Born in integrated Lorain, Ohio, in 1931, she was unaware as a child that race was a dividing characteristic. There were no other black children in her first grade. She said she felt different only because she already knew how to read.

By the time she became an editor for Random House, she had learned other things. She used her talents to sharpen the voices of black activists like Angela Davis and Mohammed Ali.

As a novelist, Morrison had become noteworthy for stories about black life in the 1960s and ’70s when black characters were little more than background in descriptions of reality. One respected critic actually criticized her writing because she had no white characters, according to National Public Radio arts writer Lynn Neary.

Then, at age 54, she released “Beloved,” a seminal novel based on the true story of a mother who kills her child rather than have it endure the brutal, dehumanizing reality of slavery.

“Beloved” shocked and disturbed white readers, who were used to textbook versions of European and American history. Black readers were uneasy about this first-ever recounting of the experience of being a slave in America. Morrison did not turn away.

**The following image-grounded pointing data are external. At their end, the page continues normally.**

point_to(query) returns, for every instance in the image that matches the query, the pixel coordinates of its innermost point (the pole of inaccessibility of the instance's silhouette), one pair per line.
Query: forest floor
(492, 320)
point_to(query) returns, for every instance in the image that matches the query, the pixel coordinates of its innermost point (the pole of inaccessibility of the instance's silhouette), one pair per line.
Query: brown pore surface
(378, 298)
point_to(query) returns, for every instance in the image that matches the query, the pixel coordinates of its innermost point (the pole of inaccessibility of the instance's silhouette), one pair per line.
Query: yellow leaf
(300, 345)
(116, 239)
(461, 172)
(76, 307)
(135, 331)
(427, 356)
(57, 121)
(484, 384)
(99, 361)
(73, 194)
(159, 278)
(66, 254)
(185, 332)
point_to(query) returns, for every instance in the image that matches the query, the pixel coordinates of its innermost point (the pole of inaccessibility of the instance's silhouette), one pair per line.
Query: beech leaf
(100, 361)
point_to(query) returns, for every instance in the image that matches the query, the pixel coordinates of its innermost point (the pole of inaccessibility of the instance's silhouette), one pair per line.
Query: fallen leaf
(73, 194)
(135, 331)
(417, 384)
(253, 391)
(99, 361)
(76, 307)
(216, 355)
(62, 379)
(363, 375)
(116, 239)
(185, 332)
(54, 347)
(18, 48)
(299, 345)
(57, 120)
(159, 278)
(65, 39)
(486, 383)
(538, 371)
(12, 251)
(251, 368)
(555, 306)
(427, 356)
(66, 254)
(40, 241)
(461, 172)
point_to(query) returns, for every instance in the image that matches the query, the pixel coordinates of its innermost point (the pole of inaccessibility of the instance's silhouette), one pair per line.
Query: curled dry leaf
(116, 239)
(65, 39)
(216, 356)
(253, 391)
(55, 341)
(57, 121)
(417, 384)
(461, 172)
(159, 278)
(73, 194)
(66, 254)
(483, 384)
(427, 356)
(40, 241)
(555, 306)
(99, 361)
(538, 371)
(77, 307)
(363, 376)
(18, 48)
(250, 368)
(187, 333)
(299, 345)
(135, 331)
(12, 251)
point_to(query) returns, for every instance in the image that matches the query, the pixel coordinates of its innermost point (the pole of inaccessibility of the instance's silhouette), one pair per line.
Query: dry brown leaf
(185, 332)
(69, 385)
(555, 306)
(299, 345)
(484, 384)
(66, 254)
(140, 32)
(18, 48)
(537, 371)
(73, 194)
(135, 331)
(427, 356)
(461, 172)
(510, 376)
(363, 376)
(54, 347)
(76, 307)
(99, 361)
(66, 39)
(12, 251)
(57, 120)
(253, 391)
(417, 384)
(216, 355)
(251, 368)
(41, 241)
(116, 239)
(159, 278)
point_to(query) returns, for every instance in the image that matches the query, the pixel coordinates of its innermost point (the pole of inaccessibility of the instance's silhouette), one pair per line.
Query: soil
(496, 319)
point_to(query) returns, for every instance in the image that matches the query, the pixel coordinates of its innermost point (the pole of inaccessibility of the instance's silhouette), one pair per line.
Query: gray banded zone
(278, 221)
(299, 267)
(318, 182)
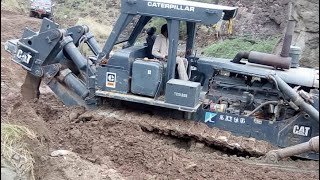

Asked where she had learned the soul-crushing details of life as a less-than-human object, of the complete powerlessness of slavery, Morrison told Neary that slave narratives in letters and books are full of such detail—if people cared to look. One place they weren’t available, she said, was Williamsburg’s historic living-museum of early American history.

 “Beloved” haunts in the ways Morrison intended. Elena Nicolaou wrote that Morrison “sought to demolish what she called the ‘lobby,’ or the comfortable, inviting threshold between a white reader and Black text.”

“Racists always try to make you think they are the majority, but they never are. It’s always the minority against all of the poor, all of the women or all of the blacks,” Morrison believed.

“Beloved” earned Morrison the first Nobel Prize ever awarded to an African-American woman. Her life and writings can help America finally earn its place as the world’s most multicultural and multiracial nation.